Drafting Considerations
The Bear Stearns and TrustCo cases demonstrate the uncertainty that can arise in determining the applicable statute of limitations when a Delaware court is asked to consider contractual claims that have arisen under the laws of a foreign jurisdiction. The Bear Stearns case further demonstrates that contracting parties can avoid these issues by utilizing the “flexible framework” set forth in the recently amended Section 8106(c) of the Delaware Code by including a provision in the contract that provides for a specific limitations period of up to 20 years for claims that arise under the contract.
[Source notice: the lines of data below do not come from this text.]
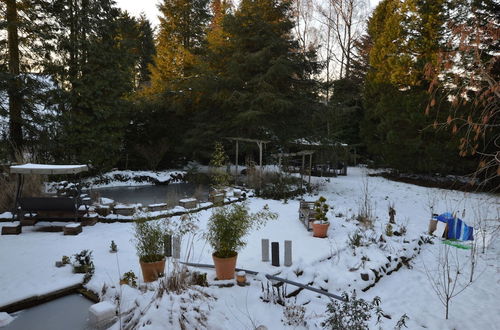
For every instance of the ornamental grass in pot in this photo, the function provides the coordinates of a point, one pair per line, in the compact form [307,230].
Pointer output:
[148,239]
[321,223]
[227,228]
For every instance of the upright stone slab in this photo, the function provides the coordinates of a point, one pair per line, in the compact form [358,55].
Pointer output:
[288,253]
[176,247]
[167,245]
[265,250]
[275,253]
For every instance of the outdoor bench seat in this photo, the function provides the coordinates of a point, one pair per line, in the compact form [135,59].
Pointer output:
[49,208]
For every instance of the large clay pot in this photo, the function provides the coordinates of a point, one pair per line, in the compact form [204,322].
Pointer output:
[320,229]
[224,267]
[152,270]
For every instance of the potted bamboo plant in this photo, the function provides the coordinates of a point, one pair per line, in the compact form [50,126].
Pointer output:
[227,228]
[149,237]
[321,224]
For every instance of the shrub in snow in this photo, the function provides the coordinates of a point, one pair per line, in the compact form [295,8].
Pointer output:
[402,322]
[129,278]
[352,313]
[280,186]
[149,240]
[388,229]
[273,294]
[228,225]
[65,260]
[113,247]
[293,315]
[83,264]
[321,209]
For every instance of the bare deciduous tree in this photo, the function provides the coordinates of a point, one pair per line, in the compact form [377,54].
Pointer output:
[447,279]
[343,21]
[467,72]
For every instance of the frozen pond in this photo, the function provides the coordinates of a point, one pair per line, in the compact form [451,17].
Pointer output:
[154,194]
[69,312]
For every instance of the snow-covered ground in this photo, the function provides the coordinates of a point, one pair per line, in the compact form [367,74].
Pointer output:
[27,262]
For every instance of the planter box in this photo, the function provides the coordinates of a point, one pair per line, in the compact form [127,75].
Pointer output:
[157,207]
[12,229]
[188,203]
[72,229]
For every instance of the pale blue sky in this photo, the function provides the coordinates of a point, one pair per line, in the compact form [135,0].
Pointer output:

In drafting such a provision, the parties should provide for a specific period of time, preferably in years, months, or days (up to 20 years) during which claims arising under the agreement must be brought, rather than referencing an “indefinite” period, “x” months from the expiration of the applicable statute of limitations, or other adjectives to describe the applicable limitations period that may be susceptible to more than one meaning. As long as the period chosen does not exceed 20 years or the applicable statute of limitations of the jurisdiction whose law governs the contract, there should be no interpretive issues for a court to decide if a time period in years, months, or days is chosen.
Conclusion
While these recent cases demonstrate the unanticipated issues that can arise when Delaware courts are asked to consider contractual claims that have arisen under the law of another jurisdiction, a recent amendment to the Delaware Code has provided a way for contracting parties to address those issues at the time of contracting. By agreeing up front to the applicable limitations periods for claims arising under the contract, contracting parties can avoid uncertainties that may arise concerning the applicable statute of limitations in the event of future claims brought under the contract.